Living in Washington, DC in the late 80s, I had a social conversation with a gentleman who worked at the Pentagon. He was studying something called the paperless office. I’m not sure why the Pentagon was interested in this, but he was excited about his work.

“In 20 years, we’ll have no need for paper because computers will do everything for us,” he said. “Computers will process our words. Computers will replace all the accounting work we currently do on paper. Computers will make office paper obsolete.”

I found this farcical. And we were both right.

Here we are using countless software applications, with our doctors carrying tablets, us with pocket computers on our persons. And we’ve reduced paper usage some and would use a lot more if we didn’t have this technology.

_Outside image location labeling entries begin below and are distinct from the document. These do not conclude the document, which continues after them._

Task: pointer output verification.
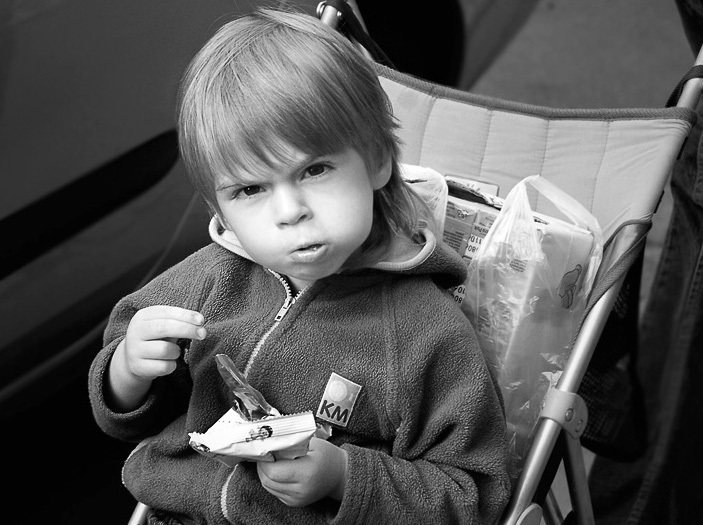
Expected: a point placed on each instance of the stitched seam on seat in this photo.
(485, 143)
(606, 143)
(423, 135)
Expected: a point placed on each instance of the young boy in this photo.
(319, 279)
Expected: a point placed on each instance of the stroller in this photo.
(614, 162)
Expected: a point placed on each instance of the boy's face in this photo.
(303, 218)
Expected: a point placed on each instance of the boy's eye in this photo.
(248, 191)
(317, 169)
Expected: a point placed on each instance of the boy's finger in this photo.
(163, 328)
(172, 312)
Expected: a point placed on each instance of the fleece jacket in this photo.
(425, 438)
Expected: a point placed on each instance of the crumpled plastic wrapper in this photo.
(233, 439)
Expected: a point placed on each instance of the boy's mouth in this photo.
(309, 253)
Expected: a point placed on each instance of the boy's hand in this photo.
(150, 350)
(304, 480)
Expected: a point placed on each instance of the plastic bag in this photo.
(526, 293)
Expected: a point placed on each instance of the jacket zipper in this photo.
(287, 303)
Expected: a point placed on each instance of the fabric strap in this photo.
(694, 72)
(353, 26)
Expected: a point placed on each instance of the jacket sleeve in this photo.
(449, 461)
(182, 285)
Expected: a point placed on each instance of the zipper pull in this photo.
(284, 309)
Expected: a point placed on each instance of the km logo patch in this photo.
(338, 400)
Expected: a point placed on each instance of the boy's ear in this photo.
(382, 175)
(222, 222)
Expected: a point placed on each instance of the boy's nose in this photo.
(291, 207)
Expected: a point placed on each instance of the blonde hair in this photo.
(273, 80)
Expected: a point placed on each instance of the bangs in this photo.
(264, 90)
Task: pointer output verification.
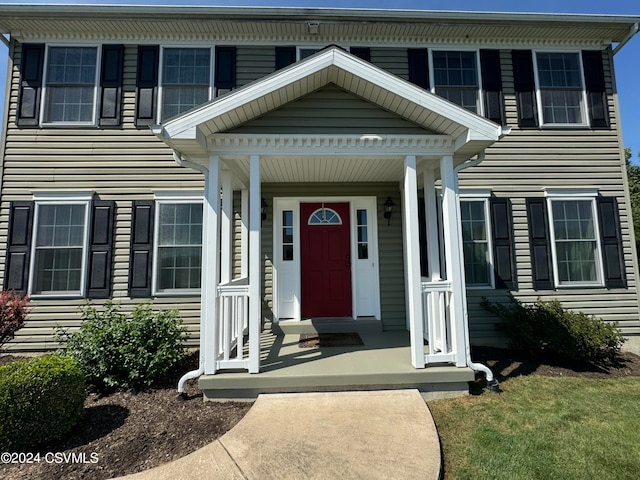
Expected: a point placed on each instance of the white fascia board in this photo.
(245, 95)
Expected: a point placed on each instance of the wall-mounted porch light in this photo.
(388, 209)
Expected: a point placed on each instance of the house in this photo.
(271, 171)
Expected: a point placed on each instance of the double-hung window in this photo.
(575, 240)
(185, 80)
(60, 247)
(456, 78)
(178, 250)
(561, 95)
(476, 241)
(70, 84)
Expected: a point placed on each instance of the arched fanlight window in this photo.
(324, 216)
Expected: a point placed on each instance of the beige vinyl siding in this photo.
(254, 62)
(330, 110)
(520, 166)
(389, 239)
(121, 164)
(393, 60)
(125, 164)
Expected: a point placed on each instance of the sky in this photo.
(627, 64)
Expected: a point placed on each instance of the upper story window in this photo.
(455, 77)
(70, 85)
(185, 80)
(561, 95)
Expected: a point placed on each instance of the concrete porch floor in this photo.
(382, 363)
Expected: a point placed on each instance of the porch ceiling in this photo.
(326, 169)
(202, 131)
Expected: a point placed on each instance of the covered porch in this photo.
(237, 155)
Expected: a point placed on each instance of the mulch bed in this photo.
(134, 431)
(506, 363)
(323, 340)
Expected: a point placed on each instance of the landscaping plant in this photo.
(41, 400)
(546, 328)
(13, 313)
(120, 351)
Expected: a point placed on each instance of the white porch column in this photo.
(430, 203)
(412, 261)
(244, 233)
(226, 260)
(209, 287)
(255, 302)
(454, 258)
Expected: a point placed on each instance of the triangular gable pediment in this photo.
(332, 66)
(331, 110)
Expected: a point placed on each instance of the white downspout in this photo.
(492, 383)
(193, 373)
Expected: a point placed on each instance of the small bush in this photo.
(41, 400)
(13, 313)
(548, 329)
(116, 350)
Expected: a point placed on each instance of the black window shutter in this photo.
(525, 88)
(101, 249)
(612, 254)
(141, 257)
(31, 68)
(418, 67)
(225, 72)
(111, 85)
(539, 243)
(16, 274)
(503, 246)
(285, 56)
(361, 52)
(492, 85)
(147, 84)
(596, 89)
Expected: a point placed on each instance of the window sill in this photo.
(568, 286)
(177, 293)
(54, 125)
(56, 296)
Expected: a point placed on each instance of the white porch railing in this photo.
(233, 324)
(437, 321)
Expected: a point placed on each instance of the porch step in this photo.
(326, 325)
(382, 363)
(432, 383)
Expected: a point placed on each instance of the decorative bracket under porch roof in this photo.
(197, 132)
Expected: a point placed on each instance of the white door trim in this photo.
(287, 274)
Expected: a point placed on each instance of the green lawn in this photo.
(544, 428)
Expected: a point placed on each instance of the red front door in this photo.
(326, 260)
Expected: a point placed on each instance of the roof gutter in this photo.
(632, 31)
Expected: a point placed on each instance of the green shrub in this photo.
(549, 329)
(116, 350)
(13, 313)
(41, 400)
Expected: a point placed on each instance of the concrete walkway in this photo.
(344, 435)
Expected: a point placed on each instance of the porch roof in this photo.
(449, 129)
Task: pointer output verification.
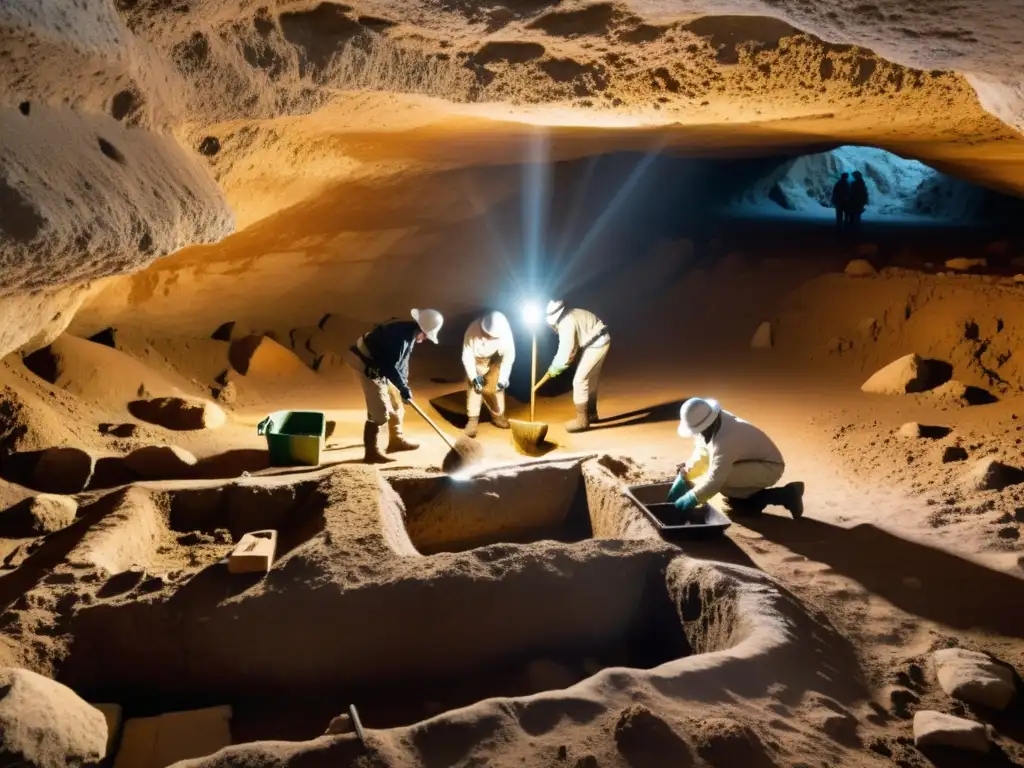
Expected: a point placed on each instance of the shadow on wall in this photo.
(952, 590)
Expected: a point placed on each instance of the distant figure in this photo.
(858, 199)
(841, 201)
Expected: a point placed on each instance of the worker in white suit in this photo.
(580, 334)
(487, 354)
(733, 458)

But we haven’t come close to shaking paper. The average office worker still uses 10,000 sheets a year, according to a March 2026 report from Vizitor.

Lessons:

  • Habits are deep in our neural pathways. My research and experience has found the best way to get people to change habits is for them to “want” to change. We do this by making it “their” idea. They need to own the change.
  • Sweeping predictions stink. They may be right directionally, but they don’t turn out the way anyone expects.
  • The reason why sweeping predictions are so unsuccessful usually has to do with people…the ones with habits. In other words, Lesson 2 is “See Lesson 1.”
  • Final Lesson: Don’t believe everything you hear (or see on paper). I sometimes wonder if that Pentagon guy was actually a spy, and the paperless office spiel was just his cover for idiots like me!